Bárbara Barros é uma mulher do Norte. Nascida e criada no Porto, os seus conhecem-na pelos olhos sorridentes, a fé sem limites e a mão sempre pronta a estender a quem precisa. A vida cedo ensinou-lhe que os dias são para aproveitar, um de cada vez. Que há sempre uma lição de humildade na bondade do outro. E que para o amor não há barreiras, nem na medicina. 
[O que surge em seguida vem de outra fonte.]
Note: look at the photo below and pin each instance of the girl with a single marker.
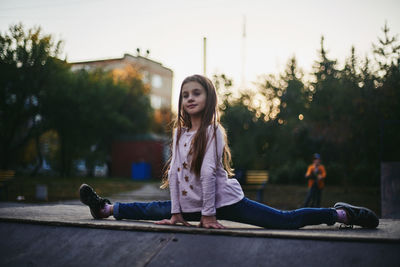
(198, 179)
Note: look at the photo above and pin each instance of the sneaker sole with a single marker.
(344, 205)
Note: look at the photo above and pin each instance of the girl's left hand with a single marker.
(210, 222)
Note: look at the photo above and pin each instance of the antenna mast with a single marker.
(243, 82)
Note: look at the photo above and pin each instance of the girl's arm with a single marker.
(174, 191)
(212, 157)
(173, 179)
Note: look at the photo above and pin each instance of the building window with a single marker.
(156, 81)
(156, 101)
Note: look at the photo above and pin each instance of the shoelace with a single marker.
(97, 202)
(346, 226)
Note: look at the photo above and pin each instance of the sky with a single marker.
(173, 31)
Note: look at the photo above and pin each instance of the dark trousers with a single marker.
(313, 198)
(245, 211)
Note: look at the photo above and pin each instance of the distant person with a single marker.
(198, 179)
(316, 175)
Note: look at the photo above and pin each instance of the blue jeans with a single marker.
(313, 198)
(245, 211)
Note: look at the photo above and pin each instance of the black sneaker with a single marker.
(89, 197)
(359, 215)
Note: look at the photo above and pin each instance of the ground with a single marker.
(64, 234)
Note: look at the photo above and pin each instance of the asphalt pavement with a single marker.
(64, 234)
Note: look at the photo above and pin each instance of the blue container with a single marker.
(141, 171)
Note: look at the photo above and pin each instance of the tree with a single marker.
(27, 63)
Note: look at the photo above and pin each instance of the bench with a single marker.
(257, 180)
(5, 176)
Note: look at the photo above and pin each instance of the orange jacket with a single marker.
(321, 171)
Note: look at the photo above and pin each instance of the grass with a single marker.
(288, 197)
(60, 189)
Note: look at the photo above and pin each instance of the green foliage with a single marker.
(350, 115)
(86, 110)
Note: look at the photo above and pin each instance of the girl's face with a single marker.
(194, 98)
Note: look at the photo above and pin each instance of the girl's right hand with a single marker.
(175, 219)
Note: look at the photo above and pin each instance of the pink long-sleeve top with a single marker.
(213, 189)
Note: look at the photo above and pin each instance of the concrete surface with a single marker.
(64, 234)
(37, 245)
(78, 215)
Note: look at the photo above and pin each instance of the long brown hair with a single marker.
(209, 117)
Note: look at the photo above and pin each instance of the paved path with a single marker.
(64, 234)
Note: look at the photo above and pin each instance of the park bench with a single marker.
(5, 176)
(257, 180)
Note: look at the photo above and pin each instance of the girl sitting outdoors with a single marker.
(198, 179)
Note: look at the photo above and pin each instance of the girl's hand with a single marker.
(175, 219)
(210, 222)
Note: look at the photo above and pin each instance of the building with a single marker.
(128, 152)
(158, 77)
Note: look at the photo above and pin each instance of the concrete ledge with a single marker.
(79, 216)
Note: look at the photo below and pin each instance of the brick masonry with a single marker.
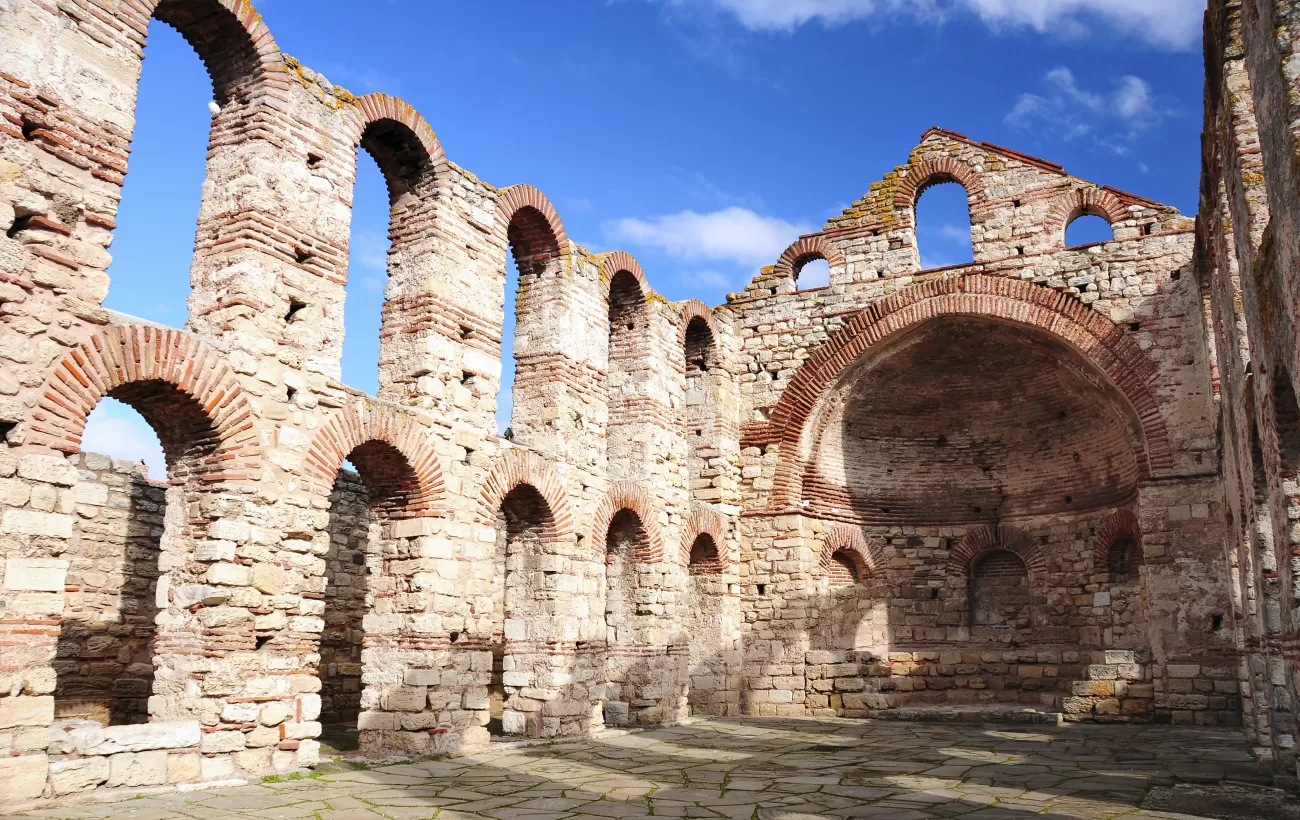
(1051, 484)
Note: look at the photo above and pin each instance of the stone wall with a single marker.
(1054, 478)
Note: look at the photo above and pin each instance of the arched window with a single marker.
(700, 347)
(628, 354)
(1123, 559)
(154, 239)
(1088, 229)
(367, 278)
(705, 558)
(813, 273)
(363, 507)
(943, 222)
(1000, 590)
(844, 569)
(125, 524)
(624, 539)
(536, 251)
(523, 521)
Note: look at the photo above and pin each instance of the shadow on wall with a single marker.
(104, 660)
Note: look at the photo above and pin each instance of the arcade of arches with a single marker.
(1051, 481)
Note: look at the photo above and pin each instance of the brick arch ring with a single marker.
(260, 44)
(1122, 523)
(1090, 200)
(129, 354)
(516, 468)
(612, 263)
(1087, 332)
(983, 539)
(703, 521)
(867, 554)
(931, 172)
(380, 107)
(521, 196)
(365, 421)
(628, 495)
(804, 251)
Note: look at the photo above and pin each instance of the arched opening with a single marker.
(624, 541)
(536, 254)
(125, 524)
(627, 371)
(1088, 229)
(814, 272)
(943, 220)
(701, 352)
(705, 559)
(1123, 559)
(364, 504)
(700, 416)
(843, 569)
(999, 597)
(154, 239)
(367, 280)
(915, 432)
(519, 585)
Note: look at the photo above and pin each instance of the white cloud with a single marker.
(732, 234)
(117, 432)
(707, 280)
(1067, 111)
(1168, 24)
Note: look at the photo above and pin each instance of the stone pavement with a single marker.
(753, 768)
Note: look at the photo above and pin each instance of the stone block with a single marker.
(77, 775)
(48, 469)
(229, 575)
(421, 677)
(217, 742)
(26, 711)
(139, 737)
(407, 699)
(35, 575)
(268, 578)
(183, 768)
(34, 523)
(216, 768)
(24, 777)
(138, 768)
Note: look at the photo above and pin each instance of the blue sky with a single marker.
(701, 135)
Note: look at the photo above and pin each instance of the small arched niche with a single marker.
(1088, 228)
(943, 224)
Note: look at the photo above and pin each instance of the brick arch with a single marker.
(804, 251)
(364, 422)
(616, 261)
(983, 539)
(129, 356)
(692, 309)
(1075, 203)
(229, 35)
(1015, 300)
(515, 468)
(1121, 524)
(867, 554)
(544, 231)
(703, 521)
(931, 172)
(399, 139)
(628, 495)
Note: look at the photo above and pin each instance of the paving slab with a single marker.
(780, 768)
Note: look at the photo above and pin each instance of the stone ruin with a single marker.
(1053, 484)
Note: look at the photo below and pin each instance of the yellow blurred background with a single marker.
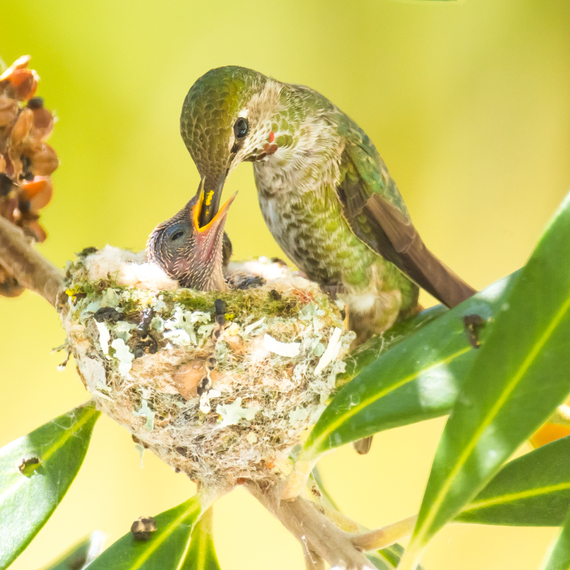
(469, 105)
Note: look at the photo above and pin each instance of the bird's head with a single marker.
(227, 118)
(193, 254)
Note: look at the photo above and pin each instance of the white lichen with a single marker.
(219, 397)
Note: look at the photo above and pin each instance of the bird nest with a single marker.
(219, 385)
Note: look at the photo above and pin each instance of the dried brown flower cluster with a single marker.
(26, 161)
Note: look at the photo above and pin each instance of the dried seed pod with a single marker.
(21, 127)
(26, 161)
(8, 110)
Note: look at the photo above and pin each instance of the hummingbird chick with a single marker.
(195, 255)
(324, 191)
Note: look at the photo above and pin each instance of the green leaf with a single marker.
(517, 380)
(416, 380)
(35, 472)
(372, 349)
(168, 546)
(202, 555)
(558, 556)
(385, 559)
(532, 490)
(80, 554)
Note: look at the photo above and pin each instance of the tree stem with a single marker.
(30, 268)
(312, 529)
(385, 536)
Farmacêutica de profissão, desde tenra idade sabia estar destinada a seguir as pisadas da família. Entre risos, confessa que a paixão vem dos tempos em que ir para a farmácia ajudar era um castigo: «Eu aprendia imenso. E o bichinho ficou lá». Actualmente, é na Farmácia de Gondarém, no Porto, que a directora-técnica passa o dia. Junto do mar, onde se sente em casa. 
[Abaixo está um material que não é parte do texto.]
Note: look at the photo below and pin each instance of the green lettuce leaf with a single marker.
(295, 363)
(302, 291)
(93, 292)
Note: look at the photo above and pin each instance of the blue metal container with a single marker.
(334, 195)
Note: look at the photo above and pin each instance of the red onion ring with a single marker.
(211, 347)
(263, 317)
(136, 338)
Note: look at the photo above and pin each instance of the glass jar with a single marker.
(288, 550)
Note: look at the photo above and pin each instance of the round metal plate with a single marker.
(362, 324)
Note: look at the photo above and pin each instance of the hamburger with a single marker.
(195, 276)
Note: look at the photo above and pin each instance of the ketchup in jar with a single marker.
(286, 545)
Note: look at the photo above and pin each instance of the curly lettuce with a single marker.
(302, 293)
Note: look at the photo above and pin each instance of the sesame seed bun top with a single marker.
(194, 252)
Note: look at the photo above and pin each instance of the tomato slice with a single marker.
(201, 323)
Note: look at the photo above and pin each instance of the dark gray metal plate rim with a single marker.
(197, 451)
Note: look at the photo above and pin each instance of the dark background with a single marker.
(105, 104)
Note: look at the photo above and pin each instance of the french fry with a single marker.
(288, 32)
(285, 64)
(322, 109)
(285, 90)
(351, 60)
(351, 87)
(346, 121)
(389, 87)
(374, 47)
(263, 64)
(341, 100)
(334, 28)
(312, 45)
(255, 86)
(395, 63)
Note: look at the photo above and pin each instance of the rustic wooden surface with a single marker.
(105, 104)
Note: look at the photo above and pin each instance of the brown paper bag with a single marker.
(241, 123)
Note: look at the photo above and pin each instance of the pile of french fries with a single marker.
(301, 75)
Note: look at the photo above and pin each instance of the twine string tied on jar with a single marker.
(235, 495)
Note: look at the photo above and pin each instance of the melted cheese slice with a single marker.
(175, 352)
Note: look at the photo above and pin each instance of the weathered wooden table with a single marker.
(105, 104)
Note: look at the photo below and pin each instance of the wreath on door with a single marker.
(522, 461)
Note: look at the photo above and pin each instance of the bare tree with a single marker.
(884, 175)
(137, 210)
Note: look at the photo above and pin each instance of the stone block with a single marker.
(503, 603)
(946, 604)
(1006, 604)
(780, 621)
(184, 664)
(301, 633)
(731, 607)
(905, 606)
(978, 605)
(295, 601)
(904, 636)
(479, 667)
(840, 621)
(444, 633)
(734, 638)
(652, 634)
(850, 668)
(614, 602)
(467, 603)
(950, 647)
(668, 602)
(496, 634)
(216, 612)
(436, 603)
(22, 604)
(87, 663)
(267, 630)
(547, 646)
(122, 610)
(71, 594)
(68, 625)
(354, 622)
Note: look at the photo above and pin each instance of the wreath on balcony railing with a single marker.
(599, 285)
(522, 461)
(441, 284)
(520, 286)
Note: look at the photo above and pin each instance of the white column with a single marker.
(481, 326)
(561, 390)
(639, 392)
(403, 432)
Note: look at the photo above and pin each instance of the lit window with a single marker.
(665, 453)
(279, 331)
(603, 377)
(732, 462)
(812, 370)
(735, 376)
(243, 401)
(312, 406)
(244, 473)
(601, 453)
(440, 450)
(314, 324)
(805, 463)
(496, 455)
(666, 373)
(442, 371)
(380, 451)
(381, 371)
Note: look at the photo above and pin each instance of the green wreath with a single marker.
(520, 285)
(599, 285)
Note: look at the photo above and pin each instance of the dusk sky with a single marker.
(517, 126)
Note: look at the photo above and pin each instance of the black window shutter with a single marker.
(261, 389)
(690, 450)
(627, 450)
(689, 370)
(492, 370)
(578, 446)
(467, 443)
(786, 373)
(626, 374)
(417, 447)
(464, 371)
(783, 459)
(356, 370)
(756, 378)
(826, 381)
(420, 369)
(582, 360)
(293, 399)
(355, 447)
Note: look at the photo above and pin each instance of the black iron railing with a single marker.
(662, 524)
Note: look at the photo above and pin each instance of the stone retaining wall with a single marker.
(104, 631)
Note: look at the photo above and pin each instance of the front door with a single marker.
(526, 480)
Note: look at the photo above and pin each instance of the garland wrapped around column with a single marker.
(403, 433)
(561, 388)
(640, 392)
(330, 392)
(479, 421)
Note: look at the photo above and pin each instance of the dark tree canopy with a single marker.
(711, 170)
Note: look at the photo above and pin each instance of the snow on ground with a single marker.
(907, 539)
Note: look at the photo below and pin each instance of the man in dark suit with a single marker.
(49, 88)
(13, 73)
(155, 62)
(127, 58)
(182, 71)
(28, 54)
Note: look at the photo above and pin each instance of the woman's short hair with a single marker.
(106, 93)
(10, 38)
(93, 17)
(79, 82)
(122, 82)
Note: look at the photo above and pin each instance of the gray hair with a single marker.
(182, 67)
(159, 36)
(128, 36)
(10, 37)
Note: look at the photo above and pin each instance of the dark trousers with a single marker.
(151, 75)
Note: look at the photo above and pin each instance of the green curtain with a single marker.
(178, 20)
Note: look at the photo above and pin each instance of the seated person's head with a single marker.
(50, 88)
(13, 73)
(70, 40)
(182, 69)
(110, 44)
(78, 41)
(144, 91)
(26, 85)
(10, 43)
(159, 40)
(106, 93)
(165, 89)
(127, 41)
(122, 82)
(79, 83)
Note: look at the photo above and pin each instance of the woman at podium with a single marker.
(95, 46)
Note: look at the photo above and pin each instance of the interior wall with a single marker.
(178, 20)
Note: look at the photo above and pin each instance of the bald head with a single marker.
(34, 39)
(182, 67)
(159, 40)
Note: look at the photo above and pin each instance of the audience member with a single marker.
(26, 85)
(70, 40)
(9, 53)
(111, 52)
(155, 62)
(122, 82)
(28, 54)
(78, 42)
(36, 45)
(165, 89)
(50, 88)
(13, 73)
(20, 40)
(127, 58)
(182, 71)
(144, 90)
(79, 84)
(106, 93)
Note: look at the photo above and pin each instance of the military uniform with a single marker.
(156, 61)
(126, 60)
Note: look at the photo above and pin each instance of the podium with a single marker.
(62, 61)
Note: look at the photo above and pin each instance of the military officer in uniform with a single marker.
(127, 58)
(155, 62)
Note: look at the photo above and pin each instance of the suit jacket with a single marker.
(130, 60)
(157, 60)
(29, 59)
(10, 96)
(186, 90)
Na Farmácia de Gondarém, Bárbara continua o legado da família

Embora o corpo já desse sinais há vários meses, foi por mera coincidência que, em 1997, foi diagnosticada com doença de Berger. Numa consulta de rotina, o aparelho de medição da tensão marcava 25/12. Aos 26 anos, Bárbara ficou internada no hospital durante vários dias. As análises deixa​ram dúvidas que apenas a biopsia renal pôde esclarecer. 

A viver com o diagnóstico há mais de vinte anos, Bárbara já se habituou a “trocar por miúdos” a nefropatia por IgA: «A doença é auto-imune. Em caso de infecção, os anticorpos fixam-se no rim e atacam-no, como se de um corpo estranho se tratasse». O resultado é uma insuficiência renal, que se vai agravando com o tempo. Tarde ou cedo, o transplante renal é obrigatório sendo a duração do rim transplantado entre dez e 15 anos. 
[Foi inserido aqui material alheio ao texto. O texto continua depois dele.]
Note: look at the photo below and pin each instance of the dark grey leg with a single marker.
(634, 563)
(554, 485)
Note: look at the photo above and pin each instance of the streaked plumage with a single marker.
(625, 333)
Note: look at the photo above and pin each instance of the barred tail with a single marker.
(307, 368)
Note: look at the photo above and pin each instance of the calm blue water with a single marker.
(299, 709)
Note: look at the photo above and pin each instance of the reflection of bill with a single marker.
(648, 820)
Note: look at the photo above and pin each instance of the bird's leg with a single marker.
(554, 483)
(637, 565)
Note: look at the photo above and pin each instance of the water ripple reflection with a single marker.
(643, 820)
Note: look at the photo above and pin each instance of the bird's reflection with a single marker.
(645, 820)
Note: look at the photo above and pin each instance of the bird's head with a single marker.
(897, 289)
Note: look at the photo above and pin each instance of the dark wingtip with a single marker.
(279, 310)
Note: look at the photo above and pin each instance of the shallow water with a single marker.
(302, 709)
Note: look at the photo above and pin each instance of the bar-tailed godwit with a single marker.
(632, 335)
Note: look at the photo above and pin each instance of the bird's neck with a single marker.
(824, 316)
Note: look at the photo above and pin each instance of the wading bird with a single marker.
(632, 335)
Durante alguns meses a doença foi silenciosa. No entanto, o inevitável haveria de chegar mais cedo do que o desejado. Pouco mais de um ano após a descoberta, numa consulta de acompanhamento da doença, um vírus aparentemente inofensivo foi o suficiente para trazer as más notícias: era preciso encontrar um dador e fazer o transplante o mais rapidamente possível. 

Na altura com apenas 28 anos, foi transferida para o Centro Hospitalar e Universitário de Coimbra, onde iniciou os processos de diálise e de procura de dador. Apesar de, naquele tempo, o transplante vivo ainda não ser uma prática comum no país, a família uniu-se e, sem rodeios, os testes de compatibilidade arrancaram.

Entre os cinco irmãos, Mariana, a mais nova, era a mais compatível. «Mas a minha mãe, na altura com 60 anos, sabia que quando fosse necessário fazer um novo transplante já não poderia entrar na corrida», conta Bárbara. Por isso, intercedeu junto do médico responsável para que fosse ela a ceder o rim. 

A equipa acedeu ao pedido. «O médico compreendeu a minha mãe e disse que realmente há coisas muito mais fortes do que a medicina», recorda a farmacêutica. Entre elas, a vontade e, tantas vezes, o amor.

Em Abril de 1999, Bárbara recebeu um rim da mãe e, com ele, uma esperança renovada. Aos poucos, a energia voltou e o corpo começou a recuperar. Alguns meses depois, mudou-se para Torres Novas por demanda da profissão do marido. E por lá ficou durante três anos. 

O desejo de ser mãe haveria de chegar na mesma altura. Os médicos desaconselhavam, mas Bárbara insurgiu-se: «Deve vir da mãe», brinca. «Eu disse-lhes: “Vou ter um filho. Vocês arranjem-se”». E engravidou da «Joaninha». 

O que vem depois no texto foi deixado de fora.